Updated in [March 06th, 2023]
What skills and knowledge will you acquire during this course?
The skills and knowledge that will be acquired during this course include:
- Understanding and applying matrix algebra in the context of linear models
- Using matrix operations to represent and analyze differences between experimental units
- Performing statistical inference on these differences
- Utilizing the R programming language for matrix operations
- Gaining proficiency in advanced statistical concepts such as hierarchical models
- Developing advanced software engineering skills, including parallel computing and reproducible research concepts
- Applying statistical and programming knowledge to analyze high-dimensional data
- Learning about experimental design and analysis of high-throughput experiments
- Familiarizing oneself with the Bioconductor package for genomics data analysis.
How does this course contribute to professional growth?
The course "Introduction to Linear Models and Matrix Algebra" contributes to professional growth by providing knowledge and skills in matrix algebra, statistical inference, and data analysis. It teaches students how to represent linear models using matrix algebra, which is a fundamental tool in experimental design and the analysis of high-dimensional data. The course also introduces students to the R programming language, which is commonly used for performing matrix operations and statistical analysis. By the third course, advanced statistical concepts such as hierarchical models are taught, and by the fourth course, advanced software engineering skills such as parallel computing and reproducible research concepts are covered. This course is part of two Professional Certificates, namely "Data Analysis for Life Sciences" and "Genomics Data Analysis," which can further enhance one's professional credentials. The course is self-paced, allowing students to learn at their own convenience. The class has received support from NIH grant R25GM114818.

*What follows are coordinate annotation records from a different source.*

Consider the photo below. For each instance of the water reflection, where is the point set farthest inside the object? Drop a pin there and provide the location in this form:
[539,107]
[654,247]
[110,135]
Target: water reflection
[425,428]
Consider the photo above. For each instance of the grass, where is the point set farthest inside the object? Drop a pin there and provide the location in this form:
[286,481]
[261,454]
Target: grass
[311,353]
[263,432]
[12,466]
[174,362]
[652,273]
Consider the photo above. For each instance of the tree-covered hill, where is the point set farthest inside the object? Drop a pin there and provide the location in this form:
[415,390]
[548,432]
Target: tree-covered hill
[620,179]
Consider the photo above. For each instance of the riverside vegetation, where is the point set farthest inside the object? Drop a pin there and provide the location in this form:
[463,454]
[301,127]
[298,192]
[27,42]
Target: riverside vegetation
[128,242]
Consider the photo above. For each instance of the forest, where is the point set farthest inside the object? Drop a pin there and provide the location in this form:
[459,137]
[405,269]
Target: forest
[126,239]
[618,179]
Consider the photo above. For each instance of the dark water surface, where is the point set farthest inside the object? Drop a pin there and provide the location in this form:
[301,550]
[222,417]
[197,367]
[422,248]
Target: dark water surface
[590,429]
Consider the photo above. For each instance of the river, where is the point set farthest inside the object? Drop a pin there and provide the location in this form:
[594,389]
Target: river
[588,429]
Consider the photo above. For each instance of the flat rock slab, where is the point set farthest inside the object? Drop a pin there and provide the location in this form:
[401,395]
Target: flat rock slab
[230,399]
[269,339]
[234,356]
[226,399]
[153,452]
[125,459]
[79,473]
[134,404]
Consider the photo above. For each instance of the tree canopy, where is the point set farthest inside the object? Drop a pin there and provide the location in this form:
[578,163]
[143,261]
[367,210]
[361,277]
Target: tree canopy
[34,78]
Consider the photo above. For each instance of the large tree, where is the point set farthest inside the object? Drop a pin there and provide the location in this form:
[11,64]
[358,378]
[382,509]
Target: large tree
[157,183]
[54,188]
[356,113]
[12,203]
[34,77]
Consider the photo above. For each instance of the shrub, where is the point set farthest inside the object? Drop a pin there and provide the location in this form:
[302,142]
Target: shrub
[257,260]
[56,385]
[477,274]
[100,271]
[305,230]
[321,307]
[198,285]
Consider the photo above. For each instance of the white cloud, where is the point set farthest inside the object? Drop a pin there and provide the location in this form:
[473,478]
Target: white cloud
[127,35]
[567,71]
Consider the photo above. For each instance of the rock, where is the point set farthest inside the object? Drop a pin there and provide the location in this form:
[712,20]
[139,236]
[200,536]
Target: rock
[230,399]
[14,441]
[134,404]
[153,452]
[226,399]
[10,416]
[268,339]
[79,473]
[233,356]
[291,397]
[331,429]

Is this course suitable for preparing further education?
The course "Introduction to Linear Models and Matrix Algebra" is suitable for preparing further education.
Course Provider
Provider Edx's Stats at AZClass
This online course introduces students to linear models and matrix algebra. It covers the use of matrix algebra to represent linear models commonly used in design of experiments and analysis of high-dimensional data. By using the R programming language, learners will be able to perform matrix operations and statistical reasoning on the differences between experimental units. The course is divided into seven parts, allowing learners to study the entire series or individual courses that interest them. The course is suitable for learners with a variety of educational backgrounds, and the statistical and programming aspects of the course increase in difficulty.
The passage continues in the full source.